To convert retrieval into a Runnable:
- Import the
RetrievalRunnable.
from langchain_plainid.retrieval.retrieval_runnable import RetrievalRunnable
- Wrap the retriever.
retrieval = RetrievalRunnable(retriever=retriever)
- Invoke the Runnable with configuration.
docs = await retrieval.ainvoke(
"What is the capital of Sweden?",
config=config,
)
Apply Policy-Based Retrieval
Use this approach to directly enforce PlainID Policies during retrieval.
To apply Policy-Based retrieval:
- Import the required classes.
from langchain_plainid.retrieval.filter_directive_provider import FilterDirectiveProvider
from langchain_plainid.retrieval.multi_store_retriever import MultiStoreRetriever
- Configure the
FilterDirectiveProvider.
filter_provider = FilterDirectiveProvider(
base_url="https://platform-product.us1.plainid.io",
client_id="your_client_id",
client_secret="your_client_secret",
)
- Create a
MultiStoreRetriever.
retriever = MultiStoreRetriever(
filter_provider=filter_provider,
resource_types=["customer", "product"],
vector_stores=[customer_store, product_store],
k=4,
)
- Execute the retrieval request.
results = await retriever.aretrieve(
"What is the capital of Sweden?",
request_context=request_context,
)
Build a Fully Governed AI Chain
One of the key benefits of wrapping PlainID components as LangChain Runnables is the ability to chain them using the | (pipe) operator.
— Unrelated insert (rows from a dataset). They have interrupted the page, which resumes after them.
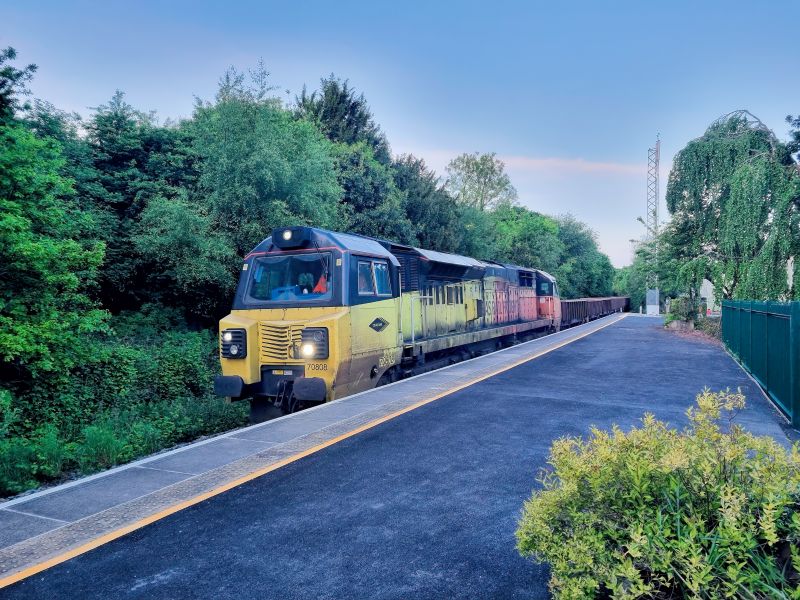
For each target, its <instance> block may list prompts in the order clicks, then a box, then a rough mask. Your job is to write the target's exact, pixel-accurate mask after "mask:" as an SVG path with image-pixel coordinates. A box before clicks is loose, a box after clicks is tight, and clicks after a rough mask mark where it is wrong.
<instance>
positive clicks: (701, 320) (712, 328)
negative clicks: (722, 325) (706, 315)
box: [697, 317, 722, 340]
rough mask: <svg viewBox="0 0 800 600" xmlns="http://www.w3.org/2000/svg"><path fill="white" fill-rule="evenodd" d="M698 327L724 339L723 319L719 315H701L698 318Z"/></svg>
mask: <svg viewBox="0 0 800 600" xmlns="http://www.w3.org/2000/svg"><path fill="white" fill-rule="evenodd" d="M697 329H698V330H699V331H702V332H703V333H705V334H706V335H708V336H710V337H713V338H716V339H718V340H721V339H722V319H720V318H719V317H700V318H699V319H698V320H697Z"/></svg>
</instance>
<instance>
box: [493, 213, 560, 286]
mask: <svg viewBox="0 0 800 600" xmlns="http://www.w3.org/2000/svg"><path fill="white" fill-rule="evenodd" d="M492 216H493V218H494V222H495V231H496V232H497V233H496V248H497V256H496V258H497V259H498V260H503V261H507V262H511V263H514V264H518V265H521V266H524V267H532V268H537V269H542V270H544V271H548V272H555V270H556V269H557V267H558V264H559V260H560V259H561V256H562V254H563V252H564V243H563V242H562V241H561V240H560V239H559V236H558V223H557V222H556V221H555V220H554V219H552V218H550V217H547V216H545V215H542V214H539V213H537V212H533V211H531V210H528V209H526V208H523V207H521V206H511V205H509V204H503V205H501V206H498V207H497V208H496V209H495V210H494V211H493V213H492Z"/></svg>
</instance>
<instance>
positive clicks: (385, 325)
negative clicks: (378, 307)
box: [369, 317, 389, 331]
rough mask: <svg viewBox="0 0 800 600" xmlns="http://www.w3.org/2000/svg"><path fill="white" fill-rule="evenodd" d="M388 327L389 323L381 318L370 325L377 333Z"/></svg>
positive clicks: (372, 328) (379, 317)
mask: <svg viewBox="0 0 800 600" xmlns="http://www.w3.org/2000/svg"><path fill="white" fill-rule="evenodd" d="M387 325H389V321H387V320H386V319H383V318H381V317H378V318H376V319H375V320H374V321H373V322H372V323H370V324H369V326H370V327H371V328H372V329H374V330H375V331H383V330H384V329H386V326H387Z"/></svg>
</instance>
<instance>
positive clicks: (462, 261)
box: [414, 248, 486, 268]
The Request Context is passed once via configuration and flows through all runnables in the chain.
To build a fully governed AI chain:
- Create a chain using the pipe operator.
chain = categorization_runnable | anonymization_runnable | retrieval_runnable
- Define the configuration with the Request Context.
config = {"configurable": {"request_context": request_context}}
- Invoke the chain.
docs = await chain.ainvoke("What is John Smith's contract status?", config=config)
This chain performs the following actions:
- Categorizes the prompt and verifies it matches allowed categories in PlainID.
- Anonymizes the prompt by detecting and masking or encrypting PII.
- Retrieves documents by querying vector stores with PlainID-enforced filters.